If you are the kind of person who is easily repulsed by violence, blood, and gore, don’t watch Looper.

If you are the kind of person who goes to movies to “turn my brain off”, who thinks the Michael Bay Transformers films are “The best films evar!”, Looper is probably not your thing.

If, however, you have a strong stomach and an appetite for brainy, philosophical, hardcore sci-fi, Looper might just be the movie for you.

Looper, a film written and directed by Rian Johnson (Brick, The Brothers Bloom) for Endgame Entertainment, stars Joseph Gordon-Levitt (Inception, The Dark Knight Rises) as a man named Joe who works for a crime syndicate in the year 2042. According to the film’s logic, although time travel doesn’t exist in 2042, it will exist in 2072, and when a future gang wants someone gone they send that someone back in time to be killed in the past. Apparently, the body is more easily disposed of in the past, and even if it is found the police won’t be able to identify the person because he or she doesn’t exist yet, and almost nobody knows about the future invention of time travel, so the case would go unsolved.

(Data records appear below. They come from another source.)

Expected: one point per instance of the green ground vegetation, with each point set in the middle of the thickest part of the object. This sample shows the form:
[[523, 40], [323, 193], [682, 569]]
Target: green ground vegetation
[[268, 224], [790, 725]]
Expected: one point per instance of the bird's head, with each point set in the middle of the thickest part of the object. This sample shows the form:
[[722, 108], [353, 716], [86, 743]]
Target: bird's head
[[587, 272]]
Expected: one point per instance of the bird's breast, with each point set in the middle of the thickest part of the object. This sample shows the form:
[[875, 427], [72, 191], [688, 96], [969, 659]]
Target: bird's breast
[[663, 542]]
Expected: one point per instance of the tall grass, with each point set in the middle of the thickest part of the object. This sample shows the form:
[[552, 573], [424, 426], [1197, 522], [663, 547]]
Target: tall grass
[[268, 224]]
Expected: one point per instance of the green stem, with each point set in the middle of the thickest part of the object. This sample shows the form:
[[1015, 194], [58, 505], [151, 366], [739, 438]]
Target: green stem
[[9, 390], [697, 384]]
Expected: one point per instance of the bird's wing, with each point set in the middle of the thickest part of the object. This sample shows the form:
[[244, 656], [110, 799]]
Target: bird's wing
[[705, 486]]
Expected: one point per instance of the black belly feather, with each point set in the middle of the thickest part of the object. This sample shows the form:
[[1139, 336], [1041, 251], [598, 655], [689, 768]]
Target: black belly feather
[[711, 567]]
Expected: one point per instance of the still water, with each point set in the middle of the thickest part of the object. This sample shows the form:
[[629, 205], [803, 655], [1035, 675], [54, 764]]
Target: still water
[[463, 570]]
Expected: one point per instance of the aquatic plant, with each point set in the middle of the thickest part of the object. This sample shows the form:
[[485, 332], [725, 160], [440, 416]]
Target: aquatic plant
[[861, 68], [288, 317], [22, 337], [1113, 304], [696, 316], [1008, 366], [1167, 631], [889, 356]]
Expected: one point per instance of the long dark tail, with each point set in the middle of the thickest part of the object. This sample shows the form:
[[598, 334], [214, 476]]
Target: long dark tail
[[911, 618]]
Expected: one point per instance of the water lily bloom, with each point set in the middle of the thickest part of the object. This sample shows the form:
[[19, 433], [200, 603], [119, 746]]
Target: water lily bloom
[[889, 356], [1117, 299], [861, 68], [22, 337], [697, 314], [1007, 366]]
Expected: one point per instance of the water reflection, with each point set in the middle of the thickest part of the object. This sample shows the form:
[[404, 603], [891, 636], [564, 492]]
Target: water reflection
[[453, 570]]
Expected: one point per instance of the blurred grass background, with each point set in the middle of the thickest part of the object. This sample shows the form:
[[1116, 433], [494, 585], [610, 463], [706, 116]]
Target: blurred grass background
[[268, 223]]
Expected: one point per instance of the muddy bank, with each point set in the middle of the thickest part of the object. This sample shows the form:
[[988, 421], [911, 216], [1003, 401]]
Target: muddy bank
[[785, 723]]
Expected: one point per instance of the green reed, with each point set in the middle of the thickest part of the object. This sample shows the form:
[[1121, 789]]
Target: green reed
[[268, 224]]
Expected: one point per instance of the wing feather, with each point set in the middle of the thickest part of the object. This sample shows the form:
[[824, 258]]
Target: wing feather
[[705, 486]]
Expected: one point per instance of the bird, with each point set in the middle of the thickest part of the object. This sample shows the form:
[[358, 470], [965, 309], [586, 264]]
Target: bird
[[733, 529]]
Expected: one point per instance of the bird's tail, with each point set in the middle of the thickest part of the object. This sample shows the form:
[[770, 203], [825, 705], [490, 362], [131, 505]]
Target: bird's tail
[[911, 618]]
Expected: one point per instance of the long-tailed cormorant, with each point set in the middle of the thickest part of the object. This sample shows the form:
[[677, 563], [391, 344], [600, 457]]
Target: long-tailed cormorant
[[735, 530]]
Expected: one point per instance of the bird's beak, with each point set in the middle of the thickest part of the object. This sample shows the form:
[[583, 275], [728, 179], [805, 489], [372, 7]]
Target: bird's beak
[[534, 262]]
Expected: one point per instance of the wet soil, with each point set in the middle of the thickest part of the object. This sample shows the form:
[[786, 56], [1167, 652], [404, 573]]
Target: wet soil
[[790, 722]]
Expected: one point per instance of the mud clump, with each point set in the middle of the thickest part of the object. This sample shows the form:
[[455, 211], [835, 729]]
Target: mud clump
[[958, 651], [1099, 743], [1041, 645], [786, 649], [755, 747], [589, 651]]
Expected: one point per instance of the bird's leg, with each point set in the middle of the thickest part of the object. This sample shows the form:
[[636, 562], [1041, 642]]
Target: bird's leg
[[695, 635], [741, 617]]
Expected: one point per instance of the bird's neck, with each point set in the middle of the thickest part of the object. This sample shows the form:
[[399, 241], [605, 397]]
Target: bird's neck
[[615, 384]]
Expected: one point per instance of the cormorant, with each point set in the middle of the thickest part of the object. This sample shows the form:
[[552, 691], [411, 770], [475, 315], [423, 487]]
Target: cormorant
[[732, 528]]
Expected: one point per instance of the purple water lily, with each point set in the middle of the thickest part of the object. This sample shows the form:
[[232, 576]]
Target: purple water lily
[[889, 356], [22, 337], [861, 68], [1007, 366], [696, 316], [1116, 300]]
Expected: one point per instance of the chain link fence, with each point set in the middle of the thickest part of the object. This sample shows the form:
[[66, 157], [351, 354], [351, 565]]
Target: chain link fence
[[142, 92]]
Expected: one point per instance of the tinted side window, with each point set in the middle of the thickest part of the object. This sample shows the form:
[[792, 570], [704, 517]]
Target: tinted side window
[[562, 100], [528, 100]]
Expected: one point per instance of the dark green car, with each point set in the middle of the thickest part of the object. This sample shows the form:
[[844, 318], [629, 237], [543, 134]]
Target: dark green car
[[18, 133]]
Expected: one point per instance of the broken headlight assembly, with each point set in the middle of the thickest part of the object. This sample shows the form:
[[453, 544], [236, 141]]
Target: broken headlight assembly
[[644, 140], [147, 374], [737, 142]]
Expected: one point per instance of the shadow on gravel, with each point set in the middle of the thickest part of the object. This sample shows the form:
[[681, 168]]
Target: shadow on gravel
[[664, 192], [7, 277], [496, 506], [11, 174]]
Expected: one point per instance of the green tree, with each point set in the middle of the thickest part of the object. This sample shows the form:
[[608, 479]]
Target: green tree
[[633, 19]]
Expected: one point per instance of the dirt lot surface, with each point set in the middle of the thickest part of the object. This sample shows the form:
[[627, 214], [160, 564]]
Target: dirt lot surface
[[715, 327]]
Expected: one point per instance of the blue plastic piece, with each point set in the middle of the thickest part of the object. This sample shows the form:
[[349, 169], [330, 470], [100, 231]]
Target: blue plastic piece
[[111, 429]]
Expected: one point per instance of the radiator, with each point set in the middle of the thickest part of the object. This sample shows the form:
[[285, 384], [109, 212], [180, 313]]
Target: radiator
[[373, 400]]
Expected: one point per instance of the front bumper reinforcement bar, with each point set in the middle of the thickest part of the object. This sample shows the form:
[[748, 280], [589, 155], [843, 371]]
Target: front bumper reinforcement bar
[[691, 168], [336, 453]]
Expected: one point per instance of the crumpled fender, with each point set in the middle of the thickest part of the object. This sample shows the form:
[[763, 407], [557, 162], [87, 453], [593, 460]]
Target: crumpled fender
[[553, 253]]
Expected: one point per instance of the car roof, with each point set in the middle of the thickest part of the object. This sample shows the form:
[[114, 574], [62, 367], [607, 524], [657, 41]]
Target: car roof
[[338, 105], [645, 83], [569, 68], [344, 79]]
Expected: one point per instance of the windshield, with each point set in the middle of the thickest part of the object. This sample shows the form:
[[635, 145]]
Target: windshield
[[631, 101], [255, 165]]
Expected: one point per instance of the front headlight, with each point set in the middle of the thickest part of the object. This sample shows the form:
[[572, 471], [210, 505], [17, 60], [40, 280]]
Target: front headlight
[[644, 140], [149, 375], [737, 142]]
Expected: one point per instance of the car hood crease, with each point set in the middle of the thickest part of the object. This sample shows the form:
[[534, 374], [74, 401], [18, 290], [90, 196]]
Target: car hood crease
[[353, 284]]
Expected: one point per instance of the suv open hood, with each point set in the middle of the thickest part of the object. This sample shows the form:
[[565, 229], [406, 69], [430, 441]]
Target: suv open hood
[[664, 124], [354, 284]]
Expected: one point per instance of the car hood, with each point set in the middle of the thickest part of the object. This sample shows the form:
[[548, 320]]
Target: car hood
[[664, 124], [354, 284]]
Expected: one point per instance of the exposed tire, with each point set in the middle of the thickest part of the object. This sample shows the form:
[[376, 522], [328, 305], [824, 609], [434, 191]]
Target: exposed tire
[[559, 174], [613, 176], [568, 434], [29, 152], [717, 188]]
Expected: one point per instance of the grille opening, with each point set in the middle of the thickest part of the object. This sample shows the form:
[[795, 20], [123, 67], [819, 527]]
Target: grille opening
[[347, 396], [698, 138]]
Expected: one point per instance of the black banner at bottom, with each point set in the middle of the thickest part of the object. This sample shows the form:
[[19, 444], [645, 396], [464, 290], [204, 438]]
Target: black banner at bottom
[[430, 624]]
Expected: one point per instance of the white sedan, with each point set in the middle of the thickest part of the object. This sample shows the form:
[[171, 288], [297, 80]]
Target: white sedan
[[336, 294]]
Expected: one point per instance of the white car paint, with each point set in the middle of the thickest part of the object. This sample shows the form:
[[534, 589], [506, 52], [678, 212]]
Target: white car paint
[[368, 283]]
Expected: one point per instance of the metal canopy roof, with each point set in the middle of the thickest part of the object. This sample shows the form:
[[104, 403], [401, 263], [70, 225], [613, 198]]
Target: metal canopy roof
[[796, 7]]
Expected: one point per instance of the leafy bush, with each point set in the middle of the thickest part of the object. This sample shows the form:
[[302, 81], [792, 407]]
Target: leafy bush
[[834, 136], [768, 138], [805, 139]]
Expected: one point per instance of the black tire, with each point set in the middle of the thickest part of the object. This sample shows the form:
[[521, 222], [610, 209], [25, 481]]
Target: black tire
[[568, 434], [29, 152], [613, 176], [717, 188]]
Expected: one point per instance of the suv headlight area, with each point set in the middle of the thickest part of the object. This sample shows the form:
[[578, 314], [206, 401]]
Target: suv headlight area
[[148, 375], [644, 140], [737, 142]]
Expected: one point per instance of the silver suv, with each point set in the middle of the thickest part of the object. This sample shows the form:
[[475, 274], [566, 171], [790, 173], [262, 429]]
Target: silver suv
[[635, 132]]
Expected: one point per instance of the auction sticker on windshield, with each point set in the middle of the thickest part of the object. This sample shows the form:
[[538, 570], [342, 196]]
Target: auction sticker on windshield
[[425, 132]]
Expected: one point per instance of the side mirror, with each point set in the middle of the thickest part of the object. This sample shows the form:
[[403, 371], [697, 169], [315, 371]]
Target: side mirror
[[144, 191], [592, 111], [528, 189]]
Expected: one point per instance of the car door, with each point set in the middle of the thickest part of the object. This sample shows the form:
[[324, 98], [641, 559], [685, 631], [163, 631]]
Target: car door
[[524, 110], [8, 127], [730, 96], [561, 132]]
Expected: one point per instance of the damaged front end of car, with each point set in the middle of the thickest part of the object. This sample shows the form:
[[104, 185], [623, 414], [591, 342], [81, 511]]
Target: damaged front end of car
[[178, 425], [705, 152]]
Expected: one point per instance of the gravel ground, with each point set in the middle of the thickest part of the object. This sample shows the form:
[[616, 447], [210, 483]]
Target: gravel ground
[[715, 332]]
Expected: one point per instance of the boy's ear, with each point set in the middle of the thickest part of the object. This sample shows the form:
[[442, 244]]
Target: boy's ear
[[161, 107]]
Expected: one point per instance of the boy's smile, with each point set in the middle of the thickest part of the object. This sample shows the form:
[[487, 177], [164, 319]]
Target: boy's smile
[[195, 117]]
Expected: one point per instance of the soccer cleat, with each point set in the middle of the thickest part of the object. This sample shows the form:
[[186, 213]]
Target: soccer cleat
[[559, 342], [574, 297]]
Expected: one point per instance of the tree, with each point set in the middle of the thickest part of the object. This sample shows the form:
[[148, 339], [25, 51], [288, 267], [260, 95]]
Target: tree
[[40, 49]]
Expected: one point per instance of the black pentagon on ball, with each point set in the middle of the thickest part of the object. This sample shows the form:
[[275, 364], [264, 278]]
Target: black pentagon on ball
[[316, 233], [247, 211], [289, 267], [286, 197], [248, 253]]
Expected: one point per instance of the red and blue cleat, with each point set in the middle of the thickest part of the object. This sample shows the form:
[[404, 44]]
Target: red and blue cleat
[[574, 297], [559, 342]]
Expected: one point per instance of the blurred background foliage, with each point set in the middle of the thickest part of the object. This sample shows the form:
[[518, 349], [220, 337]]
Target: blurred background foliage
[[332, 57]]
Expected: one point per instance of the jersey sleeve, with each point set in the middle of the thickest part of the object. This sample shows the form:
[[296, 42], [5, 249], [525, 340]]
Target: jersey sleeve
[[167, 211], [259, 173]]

Joe is one of these “Loopers” (hence the title) that kills people sent from the future. He and the other Loopers all agree that, to keep the operation secret, in thirty years’ time they will be sent back to the past to be killed by their past selves – this is called “Closing the Loop”, and it marks the end of their career as a Looper. They can then go party and have the best life possible for the next three decades until the agreed-upon day of their death.

But then, when it’s Joe’s turn to close his loop, he looks into the eyes of his future self – portrayed by Bruce Willis – and hesitates for a split-second, which gives future Joe just enough time to knock out past Joe and escape. Now fearing for what he has done, Joe goes on a manhunt for his future self in order to kill him and close the loop, before it’s too late.

Easier said than done.

This turns out to be only the first part of the movie, as soon we learn why future Joe is determined to live, and past Joe must make a choice that could affect the entire future of the planet. No, I am not going to spoil it for you, but let’s just say that this is where the movie’s “braininess” appears – it delves into the many-faceted, convoluted potential consequences of the existence of time travel. This is one of its strongest points, it makes you think. If you are going to watch it, I’m going to recommend watching it in a group, because you will be talking with your friends about this movie and sharing your different takes on it for quite a while.

Another of Looper‘s strengths is the fully-realized and developed world in which it takes place. We don’t see the lazy “the future is just like the present but with a few differences” that some films and TV shows, even great ones, portray. This is a very plausible world – dystopian, to be sure – that projects the consequences of current trends and depicts social, political, and economic changes that are presented very subtly, creating a feeling of depth to the setting. Plus, this movie takes a “show, don’t tell” attitude toward revealing what is going on, putting the onus on the audience to pay attention and make inferences about the meaning of what just happened. It does a little hand-holding, but not much.

But again, and I can’t stress this enough, this movie is real hardcore. It earns its “R” rating and just keeps right on going, stopping just short of “NC-17”-level violence and sex. One sequence pretty early on, used to depict what happens to someone who fails to close their loop, is especially nightmare-inducing. Fortunately, these sequences are brief and don’t distract away from the main plot, but they also come without warning, so sensitive viewers better watch out.

I, generally, don’t like this kind of stuff in my movies; my sensibilities tend to be more “PG-13”. And I did have to turn my head a couple of times. However, I liked the movie overall, because it was engaging, thrilling, deep, philosophical, and generally smart. The sex and violence are not just there to be there, shoehorned in to attract audiences who are into that  sort of thing. One of my biggest complaints about the miniseries The Tudors is that they cram in overt sexuality where it really doesn’t belong. In Looper, however, these scenes and sequences always serve a purpose, either revealing information about the world this takes place in, advancing the plot, or developing characters.

Pictured: character development.

Looper may not be for everyone, but for those who think they want to test their mettle, it is a fantastic ride. A 9 out of 10.